Path Dependence according to wikipedia.org is a ``set of decisions one faces for any given circumstance is limited by the decisions one has made in the past, even though past circumstances may no longer be relevant”. Bank Of Japan’s decision to implement a new QE program is a testament of this- due to the alleged fear of systemic deflation, the applied solution stems from the apparent triumphalism from the recent money printing nostrum utilized by their peers.
In other words, policy approach has all been directed to combat another Stearns Lehman episode at a future unseen cost. That’s why tunneling on a deflation scenario won’t be advisable.
This also means we should understand the political incentives guiding the actions of the political and bureaucratic leaders to address financial and economic issues than simply analyzing economics exclusive of political goals. For instance, as discussed in 5 Reasons Why The Recent Market Slump Is Not What Mainstream Expects, we identified why the US banking system has been in a US government guided therapy known as the ``bank as trader” model.
Conclusion
To recap, the Dubai debt crisis as an issue to be bearish would be a mistake. There are larger factors that affect the markets or even the Philippine Peso such as the cocktail mix of the US government monetary policies, local policies and intrinsic idiosyncratic traits for each economy.
Moreover, in contrast to conventional wisdom, remittances essentially have not been the prime factor that drives the direction of the Peso’s pricing levels. Instead the Peso has reflected on the policy induced decline in the US dollar, which is a manifestation of global liquidity. That’s the reason the Peso and the Phisix has had a strong correlation.

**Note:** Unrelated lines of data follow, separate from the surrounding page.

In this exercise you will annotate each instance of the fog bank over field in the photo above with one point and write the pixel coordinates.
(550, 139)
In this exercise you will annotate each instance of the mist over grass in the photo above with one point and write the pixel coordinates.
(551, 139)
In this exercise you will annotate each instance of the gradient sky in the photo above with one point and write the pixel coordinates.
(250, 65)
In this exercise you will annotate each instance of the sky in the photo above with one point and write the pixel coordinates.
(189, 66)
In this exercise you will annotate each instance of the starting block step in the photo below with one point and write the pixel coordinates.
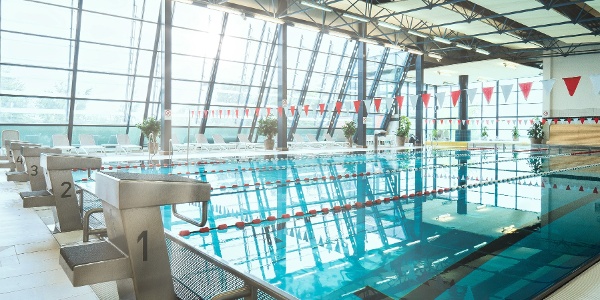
(94, 263)
(37, 199)
(17, 176)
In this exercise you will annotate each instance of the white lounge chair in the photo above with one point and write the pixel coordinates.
(125, 145)
(178, 146)
(219, 141)
(245, 142)
(88, 144)
(313, 140)
(8, 134)
(202, 143)
(329, 138)
(61, 141)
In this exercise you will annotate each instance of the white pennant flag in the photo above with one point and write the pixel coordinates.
(548, 84)
(506, 89)
(471, 94)
(413, 100)
(596, 82)
(440, 97)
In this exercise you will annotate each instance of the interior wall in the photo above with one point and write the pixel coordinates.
(584, 102)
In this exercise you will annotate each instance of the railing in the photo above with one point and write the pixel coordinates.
(197, 274)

Although the Peso has been mostly a lagging indicator relative to the Phisix, the recent breakout of the Peso should augur well for the Phisix.
Finally, path dependency will likely guide the actions of policymakers. That’s why we view a Bear Sterns-Lehman episode of 2008, which caused a seizure in the US banking system, as lesser risks in contrast to a spike in inflation. In other words, governments are likely to engage in sustained inflationism.

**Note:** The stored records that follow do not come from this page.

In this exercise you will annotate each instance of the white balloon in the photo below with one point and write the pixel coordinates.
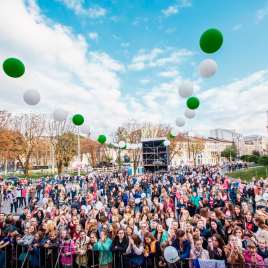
(174, 132)
(169, 221)
(99, 205)
(171, 254)
(189, 113)
(207, 68)
(167, 143)
(59, 115)
(94, 136)
(85, 128)
(135, 146)
(137, 201)
(122, 144)
(186, 90)
(180, 121)
(128, 146)
(31, 96)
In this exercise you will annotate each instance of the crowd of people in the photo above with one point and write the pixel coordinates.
(113, 221)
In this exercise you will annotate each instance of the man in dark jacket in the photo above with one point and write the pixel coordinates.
(119, 245)
(218, 202)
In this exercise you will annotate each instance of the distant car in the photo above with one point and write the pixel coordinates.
(11, 179)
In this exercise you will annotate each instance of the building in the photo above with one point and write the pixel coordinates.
(210, 155)
(256, 143)
(230, 135)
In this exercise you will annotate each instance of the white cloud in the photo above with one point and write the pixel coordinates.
(170, 74)
(93, 36)
(171, 10)
(263, 12)
(116, 37)
(240, 104)
(93, 12)
(171, 30)
(60, 66)
(237, 27)
(138, 20)
(144, 81)
(97, 12)
(143, 60)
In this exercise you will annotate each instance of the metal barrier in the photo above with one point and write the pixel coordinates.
(66, 257)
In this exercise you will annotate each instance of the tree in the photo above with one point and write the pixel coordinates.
(253, 158)
(28, 130)
(255, 152)
(90, 149)
(243, 157)
(119, 135)
(63, 140)
(263, 160)
(197, 146)
(229, 150)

The effect of inflationism will ultimately be unraveled but like all business cycles, this takes time and massive “clustering” misallocation of resources. Eventually, in spite of government actions, the marketplace will manifest on such strains.
For the meantime, inflationism appears to be in a sweetspot.
The Peso and the Phisix is likely to resume its ascent in 2010, with the latter likely to breach its old highs and may even attempt to reach the 5,000 level.